New technologies provide interesting solutions to implementing an ambitious healthy aging policy. For example, artificial intelligence can provide additional ways to detect the risks of frailty in general populations. Moreover, algorithms have been developed within the French Health Data Hub to detect potentially inappropriate prescriptions in the frail population, or to predict the risk of falling.

It is essential to increase the availability of care services through massive recruitments in the sector. 

The use of these algorithms could help care providers to prevent emergency hospitalization risks, and consequently reduce the risks of iatrogenic disability. Digital platforms could also be used to assess the quality of care individuals are receiving, where currently the choice of services is usually made based on word of mouth, raising sometimes quality and safety issues.

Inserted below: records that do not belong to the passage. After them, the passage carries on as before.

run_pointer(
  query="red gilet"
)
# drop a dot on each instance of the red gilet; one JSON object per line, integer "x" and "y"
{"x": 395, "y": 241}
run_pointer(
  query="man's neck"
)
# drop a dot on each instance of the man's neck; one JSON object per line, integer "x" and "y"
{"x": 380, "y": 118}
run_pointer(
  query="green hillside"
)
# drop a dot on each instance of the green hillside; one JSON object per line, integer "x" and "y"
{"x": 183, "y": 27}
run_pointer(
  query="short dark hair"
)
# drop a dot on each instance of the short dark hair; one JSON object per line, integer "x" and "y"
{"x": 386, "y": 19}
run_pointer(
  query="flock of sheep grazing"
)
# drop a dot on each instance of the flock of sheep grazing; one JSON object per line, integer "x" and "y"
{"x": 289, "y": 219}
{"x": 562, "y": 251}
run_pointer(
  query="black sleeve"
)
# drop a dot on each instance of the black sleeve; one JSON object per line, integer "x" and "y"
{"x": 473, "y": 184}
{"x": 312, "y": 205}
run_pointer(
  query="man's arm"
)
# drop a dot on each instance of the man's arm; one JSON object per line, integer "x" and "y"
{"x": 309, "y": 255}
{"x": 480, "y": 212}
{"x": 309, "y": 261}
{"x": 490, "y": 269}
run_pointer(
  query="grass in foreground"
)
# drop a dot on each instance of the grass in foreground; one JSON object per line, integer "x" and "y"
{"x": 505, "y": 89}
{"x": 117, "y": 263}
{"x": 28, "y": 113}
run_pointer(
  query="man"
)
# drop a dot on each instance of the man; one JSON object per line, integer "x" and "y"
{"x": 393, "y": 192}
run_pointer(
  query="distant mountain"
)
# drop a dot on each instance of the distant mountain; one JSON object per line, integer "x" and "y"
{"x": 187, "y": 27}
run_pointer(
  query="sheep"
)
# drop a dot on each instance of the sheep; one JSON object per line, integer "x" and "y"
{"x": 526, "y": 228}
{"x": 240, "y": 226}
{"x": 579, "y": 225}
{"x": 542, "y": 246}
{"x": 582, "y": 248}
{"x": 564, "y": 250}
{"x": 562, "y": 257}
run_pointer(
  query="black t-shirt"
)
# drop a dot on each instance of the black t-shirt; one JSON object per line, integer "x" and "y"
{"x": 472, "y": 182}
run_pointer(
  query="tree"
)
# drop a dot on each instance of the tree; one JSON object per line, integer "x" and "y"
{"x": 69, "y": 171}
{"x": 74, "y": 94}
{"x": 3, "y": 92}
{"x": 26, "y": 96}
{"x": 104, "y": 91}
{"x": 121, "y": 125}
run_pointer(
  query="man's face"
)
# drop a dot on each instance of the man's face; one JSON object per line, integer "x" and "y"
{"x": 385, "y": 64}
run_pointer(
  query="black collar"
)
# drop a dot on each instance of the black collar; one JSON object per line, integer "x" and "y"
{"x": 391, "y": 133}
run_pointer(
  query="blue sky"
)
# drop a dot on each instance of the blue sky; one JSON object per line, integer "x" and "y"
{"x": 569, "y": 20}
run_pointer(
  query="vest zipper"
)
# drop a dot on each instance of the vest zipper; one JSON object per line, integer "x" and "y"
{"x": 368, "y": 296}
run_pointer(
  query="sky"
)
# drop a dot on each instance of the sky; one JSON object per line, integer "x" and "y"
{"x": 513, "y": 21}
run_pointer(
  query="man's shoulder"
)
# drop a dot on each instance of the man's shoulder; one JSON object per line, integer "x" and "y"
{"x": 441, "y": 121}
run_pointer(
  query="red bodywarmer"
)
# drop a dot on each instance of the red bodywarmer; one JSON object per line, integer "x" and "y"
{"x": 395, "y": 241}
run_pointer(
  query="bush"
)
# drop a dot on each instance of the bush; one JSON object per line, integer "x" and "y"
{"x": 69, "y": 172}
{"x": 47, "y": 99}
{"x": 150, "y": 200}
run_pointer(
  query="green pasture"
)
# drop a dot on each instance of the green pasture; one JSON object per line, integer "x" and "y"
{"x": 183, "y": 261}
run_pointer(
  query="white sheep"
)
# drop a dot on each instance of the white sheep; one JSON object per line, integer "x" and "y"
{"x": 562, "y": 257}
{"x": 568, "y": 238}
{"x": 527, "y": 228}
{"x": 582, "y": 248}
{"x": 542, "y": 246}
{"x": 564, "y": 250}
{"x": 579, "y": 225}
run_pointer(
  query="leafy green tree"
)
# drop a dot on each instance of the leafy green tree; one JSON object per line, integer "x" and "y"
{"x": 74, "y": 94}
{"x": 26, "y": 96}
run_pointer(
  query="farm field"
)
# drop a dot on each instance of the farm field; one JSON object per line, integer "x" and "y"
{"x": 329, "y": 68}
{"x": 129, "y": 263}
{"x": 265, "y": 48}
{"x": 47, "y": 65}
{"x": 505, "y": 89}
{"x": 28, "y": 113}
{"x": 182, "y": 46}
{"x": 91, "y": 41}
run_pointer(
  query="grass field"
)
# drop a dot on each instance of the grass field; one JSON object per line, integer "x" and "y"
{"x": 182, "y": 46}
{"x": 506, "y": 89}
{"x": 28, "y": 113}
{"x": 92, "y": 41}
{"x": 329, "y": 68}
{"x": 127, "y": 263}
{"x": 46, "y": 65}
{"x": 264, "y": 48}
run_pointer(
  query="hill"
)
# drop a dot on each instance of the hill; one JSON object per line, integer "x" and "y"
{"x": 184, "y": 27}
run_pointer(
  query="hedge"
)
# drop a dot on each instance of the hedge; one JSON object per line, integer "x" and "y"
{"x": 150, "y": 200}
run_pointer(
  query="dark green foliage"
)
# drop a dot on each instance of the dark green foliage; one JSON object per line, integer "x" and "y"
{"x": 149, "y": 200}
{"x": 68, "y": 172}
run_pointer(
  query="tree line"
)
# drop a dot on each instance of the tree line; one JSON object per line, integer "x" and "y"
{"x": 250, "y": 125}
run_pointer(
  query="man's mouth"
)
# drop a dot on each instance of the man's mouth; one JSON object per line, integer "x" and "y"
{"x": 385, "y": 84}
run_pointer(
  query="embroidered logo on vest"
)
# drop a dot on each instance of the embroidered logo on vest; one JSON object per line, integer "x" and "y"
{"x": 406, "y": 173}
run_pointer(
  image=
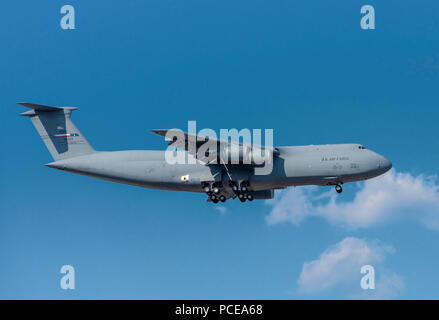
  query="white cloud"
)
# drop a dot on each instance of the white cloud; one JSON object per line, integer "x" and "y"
{"x": 390, "y": 196}
{"x": 339, "y": 267}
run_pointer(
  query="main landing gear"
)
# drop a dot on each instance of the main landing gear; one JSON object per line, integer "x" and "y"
{"x": 241, "y": 190}
{"x": 213, "y": 192}
{"x": 338, "y": 188}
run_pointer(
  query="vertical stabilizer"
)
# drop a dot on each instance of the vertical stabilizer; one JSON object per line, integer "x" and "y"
{"x": 59, "y": 133}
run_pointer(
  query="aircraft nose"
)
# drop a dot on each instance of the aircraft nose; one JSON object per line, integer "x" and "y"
{"x": 384, "y": 164}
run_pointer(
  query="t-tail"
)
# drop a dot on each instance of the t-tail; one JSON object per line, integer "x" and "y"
{"x": 57, "y": 130}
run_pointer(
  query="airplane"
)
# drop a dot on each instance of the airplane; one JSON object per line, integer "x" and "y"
{"x": 322, "y": 165}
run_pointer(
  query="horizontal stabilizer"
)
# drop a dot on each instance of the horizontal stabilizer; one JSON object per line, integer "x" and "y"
{"x": 38, "y": 107}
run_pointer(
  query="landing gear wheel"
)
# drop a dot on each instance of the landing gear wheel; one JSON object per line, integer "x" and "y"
{"x": 338, "y": 188}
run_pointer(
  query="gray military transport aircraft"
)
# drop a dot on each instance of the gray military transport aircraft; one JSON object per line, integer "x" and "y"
{"x": 290, "y": 166}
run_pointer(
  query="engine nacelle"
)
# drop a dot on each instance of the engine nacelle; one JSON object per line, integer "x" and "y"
{"x": 264, "y": 194}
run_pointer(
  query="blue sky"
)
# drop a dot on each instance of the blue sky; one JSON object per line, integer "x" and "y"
{"x": 305, "y": 69}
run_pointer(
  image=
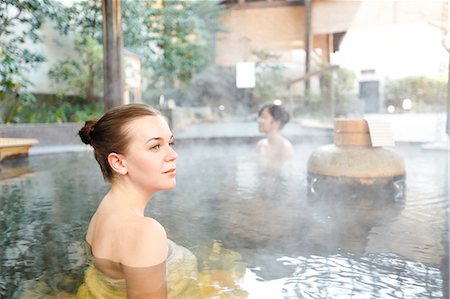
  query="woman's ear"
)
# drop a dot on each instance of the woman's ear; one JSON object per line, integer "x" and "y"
{"x": 117, "y": 163}
{"x": 276, "y": 124}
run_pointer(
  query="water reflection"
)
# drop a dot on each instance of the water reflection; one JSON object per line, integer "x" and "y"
{"x": 283, "y": 241}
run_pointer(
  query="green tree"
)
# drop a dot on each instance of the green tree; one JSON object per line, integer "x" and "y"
{"x": 82, "y": 76}
{"x": 172, "y": 37}
{"x": 20, "y": 21}
{"x": 269, "y": 78}
{"x": 176, "y": 37}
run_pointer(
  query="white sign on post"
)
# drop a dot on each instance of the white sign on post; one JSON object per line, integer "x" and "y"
{"x": 245, "y": 75}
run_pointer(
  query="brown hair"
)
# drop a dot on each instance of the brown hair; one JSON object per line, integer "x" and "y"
{"x": 108, "y": 135}
{"x": 277, "y": 112}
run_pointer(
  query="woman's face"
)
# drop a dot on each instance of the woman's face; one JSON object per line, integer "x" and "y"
{"x": 266, "y": 123}
{"x": 150, "y": 158}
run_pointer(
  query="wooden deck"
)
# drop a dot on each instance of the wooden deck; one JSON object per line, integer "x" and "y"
{"x": 15, "y": 147}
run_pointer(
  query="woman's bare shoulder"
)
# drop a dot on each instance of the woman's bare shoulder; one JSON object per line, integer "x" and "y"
{"x": 144, "y": 243}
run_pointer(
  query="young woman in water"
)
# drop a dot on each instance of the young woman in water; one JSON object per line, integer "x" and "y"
{"x": 271, "y": 119}
{"x": 133, "y": 146}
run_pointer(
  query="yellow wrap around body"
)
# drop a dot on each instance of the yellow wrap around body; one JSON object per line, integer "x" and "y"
{"x": 181, "y": 278}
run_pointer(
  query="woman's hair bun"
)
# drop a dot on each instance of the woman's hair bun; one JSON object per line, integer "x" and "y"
{"x": 86, "y": 131}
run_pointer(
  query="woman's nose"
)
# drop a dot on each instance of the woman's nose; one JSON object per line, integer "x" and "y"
{"x": 171, "y": 155}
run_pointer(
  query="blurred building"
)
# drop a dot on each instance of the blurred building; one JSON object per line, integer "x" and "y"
{"x": 288, "y": 29}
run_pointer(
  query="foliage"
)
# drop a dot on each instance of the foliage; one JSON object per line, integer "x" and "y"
{"x": 172, "y": 37}
{"x": 213, "y": 86}
{"x": 82, "y": 76}
{"x": 426, "y": 94}
{"x": 48, "y": 108}
{"x": 175, "y": 37}
{"x": 20, "y": 23}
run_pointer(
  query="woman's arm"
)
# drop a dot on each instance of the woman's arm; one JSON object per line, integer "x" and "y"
{"x": 144, "y": 260}
{"x": 147, "y": 282}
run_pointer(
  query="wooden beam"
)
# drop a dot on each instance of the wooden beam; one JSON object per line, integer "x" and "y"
{"x": 15, "y": 147}
{"x": 312, "y": 74}
{"x": 112, "y": 53}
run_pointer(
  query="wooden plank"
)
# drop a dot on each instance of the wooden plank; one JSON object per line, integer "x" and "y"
{"x": 15, "y": 147}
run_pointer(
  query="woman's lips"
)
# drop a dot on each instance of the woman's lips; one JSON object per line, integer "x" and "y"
{"x": 170, "y": 171}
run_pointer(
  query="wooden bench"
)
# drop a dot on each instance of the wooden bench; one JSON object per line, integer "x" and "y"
{"x": 15, "y": 147}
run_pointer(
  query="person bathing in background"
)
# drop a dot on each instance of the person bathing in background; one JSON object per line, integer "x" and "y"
{"x": 271, "y": 119}
{"x": 133, "y": 146}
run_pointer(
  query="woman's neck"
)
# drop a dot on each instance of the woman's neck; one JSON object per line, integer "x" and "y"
{"x": 274, "y": 137}
{"x": 127, "y": 198}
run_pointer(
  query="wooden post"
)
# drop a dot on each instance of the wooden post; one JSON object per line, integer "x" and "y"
{"x": 448, "y": 97}
{"x": 308, "y": 13}
{"x": 112, "y": 53}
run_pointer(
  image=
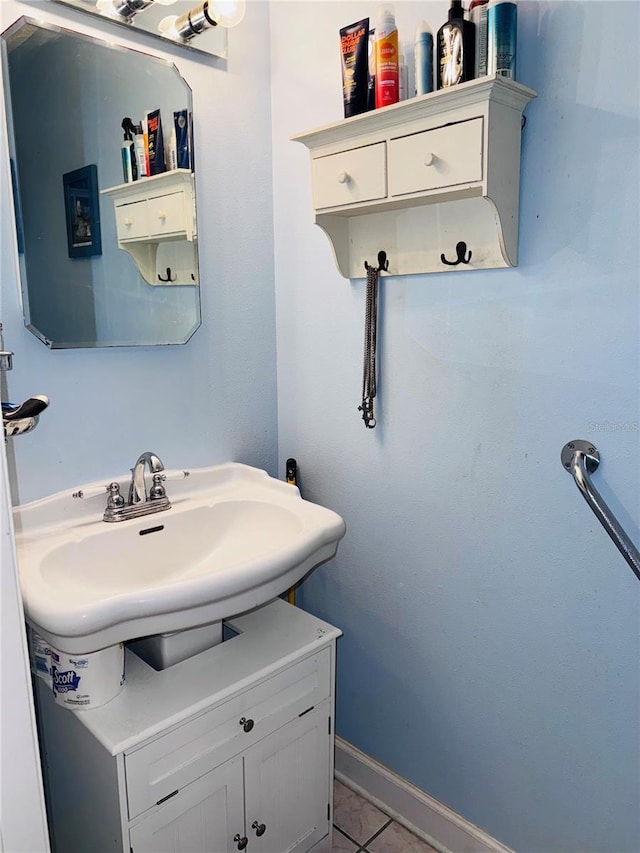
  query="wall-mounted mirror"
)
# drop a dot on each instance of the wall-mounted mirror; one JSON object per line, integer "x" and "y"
{"x": 114, "y": 268}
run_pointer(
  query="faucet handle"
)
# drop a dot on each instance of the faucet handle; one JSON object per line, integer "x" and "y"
{"x": 157, "y": 491}
{"x": 115, "y": 499}
{"x": 84, "y": 494}
{"x": 174, "y": 475}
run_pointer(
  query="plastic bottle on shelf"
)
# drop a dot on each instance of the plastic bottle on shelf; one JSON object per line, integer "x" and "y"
{"x": 423, "y": 53}
{"x": 478, "y": 16}
{"x": 502, "y": 28}
{"x": 386, "y": 44}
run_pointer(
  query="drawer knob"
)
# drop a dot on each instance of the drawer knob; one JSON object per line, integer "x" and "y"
{"x": 259, "y": 828}
{"x": 247, "y": 725}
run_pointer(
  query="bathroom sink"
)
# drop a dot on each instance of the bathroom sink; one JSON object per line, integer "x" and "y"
{"x": 233, "y": 539}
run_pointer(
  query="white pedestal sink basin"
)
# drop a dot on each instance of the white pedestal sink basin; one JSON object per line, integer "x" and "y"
{"x": 233, "y": 539}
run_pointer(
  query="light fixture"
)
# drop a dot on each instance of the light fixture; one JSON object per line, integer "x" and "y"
{"x": 126, "y": 10}
{"x": 210, "y": 13}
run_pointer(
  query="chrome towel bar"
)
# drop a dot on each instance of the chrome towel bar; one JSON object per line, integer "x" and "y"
{"x": 581, "y": 458}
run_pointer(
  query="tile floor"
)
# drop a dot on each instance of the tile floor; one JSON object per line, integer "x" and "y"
{"x": 360, "y": 827}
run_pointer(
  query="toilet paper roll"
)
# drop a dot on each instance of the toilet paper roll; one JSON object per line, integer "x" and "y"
{"x": 83, "y": 682}
{"x": 39, "y": 655}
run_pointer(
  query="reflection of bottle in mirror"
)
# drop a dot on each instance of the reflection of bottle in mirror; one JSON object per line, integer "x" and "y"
{"x": 129, "y": 168}
{"x": 171, "y": 156}
{"x": 181, "y": 128}
{"x": 140, "y": 152}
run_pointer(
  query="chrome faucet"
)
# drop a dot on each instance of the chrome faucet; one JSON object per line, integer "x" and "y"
{"x": 140, "y": 501}
{"x": 137, "y": 487}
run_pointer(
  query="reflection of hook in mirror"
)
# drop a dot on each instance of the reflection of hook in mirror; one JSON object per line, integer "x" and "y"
{"x": 168, "y": 277}
{"x": 461, "y": 251}
{"x": 79, "y": 298}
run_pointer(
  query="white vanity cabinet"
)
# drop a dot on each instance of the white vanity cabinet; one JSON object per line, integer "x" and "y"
{"x": 156, "y": 225}
{"x": 433, "y": 181}
{"x": 228, "y": 750}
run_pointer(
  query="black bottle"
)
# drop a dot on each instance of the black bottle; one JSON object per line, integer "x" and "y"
{"x": 456, "y": 46}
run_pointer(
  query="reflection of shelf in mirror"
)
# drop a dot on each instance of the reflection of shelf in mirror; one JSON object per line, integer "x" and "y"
{"x": 159, "y": 211}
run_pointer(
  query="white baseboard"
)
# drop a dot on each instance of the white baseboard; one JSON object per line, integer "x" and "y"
{"x": 437, "y": 824}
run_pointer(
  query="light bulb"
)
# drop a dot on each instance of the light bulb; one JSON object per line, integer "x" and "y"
{"x": 167, "y": 27}
{"x": 227, "y": 13}
{"x": 106, "y": 8}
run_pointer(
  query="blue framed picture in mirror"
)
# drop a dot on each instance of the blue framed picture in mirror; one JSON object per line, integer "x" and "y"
{"x": 82, "y": 212}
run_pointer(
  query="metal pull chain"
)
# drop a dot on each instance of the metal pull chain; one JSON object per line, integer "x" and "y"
{"x": 370, "y": 340}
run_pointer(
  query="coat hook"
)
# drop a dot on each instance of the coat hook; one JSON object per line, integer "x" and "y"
{"x": 168, "y": 278}
{"x": 383, "y": 262}
{"x": 461, "y": 249}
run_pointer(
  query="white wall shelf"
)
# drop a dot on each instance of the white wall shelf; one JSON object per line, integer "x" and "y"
{"x": 418, "y": 178}
{"x": 156, "y": 226}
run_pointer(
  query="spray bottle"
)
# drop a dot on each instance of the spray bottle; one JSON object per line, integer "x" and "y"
{"x": 386, "y": 44}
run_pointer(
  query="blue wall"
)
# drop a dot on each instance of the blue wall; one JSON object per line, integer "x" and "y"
{"x": 491, "y": 629}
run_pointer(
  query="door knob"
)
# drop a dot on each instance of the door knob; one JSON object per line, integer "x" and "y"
{"x": 247, "y": 725}
{"x": 259, "y": 828}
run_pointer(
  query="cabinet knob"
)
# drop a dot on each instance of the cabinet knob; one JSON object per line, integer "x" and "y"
{"x": 259, "y": 828}
{"x": 247, "y": 725}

It’s not too late for a successful demographic transition

Effectively meeting the needs associated with loss of autonomy and making a success of the demographic transition that is upon us is still possible. But this requires a strong and certain awareness of the situation’s urgency on the part of decision-makers, as well as the implementation of a clear strategy. In recent years we have seen French governments take the measure of these challenges. Compared to other OECD countries, we have been able to provide significant resources to finance the older people’s needs, notably through the 2004 creation of the Caisse nationale de solidarité pour l’autonomie, and the financing of concrete prevention and support initiatives, such as the 2008-2012 Alzheimer’s plan. France is also one of the more recent countries to have initiated a long-term care reform, with the "Loi relative à l’adaptation de la société au vieillissement" in 2016.

It seems that the time has come to synchronize these initiatives by bringing together the various elements linked to the demographic transition in a Ministry for healthy aging, endowed with enough political weight to impose vast reform on the sector. The Covid-19 crisis has shown that our society is capable of making significant sacrifices in the interest of older populations. For over a year, their interests have been at the heart of public policy and government action. There is a risk that at the end of this crisis, these issues will fade out of government priorities, at exactly the moment when it is most necessary to implement reform. Several OECD countries have already seized the opportunity to do so. This is the case in the United States, for example, where the Biden Administration has announced massive investment in the sector ($400 billion over eight years).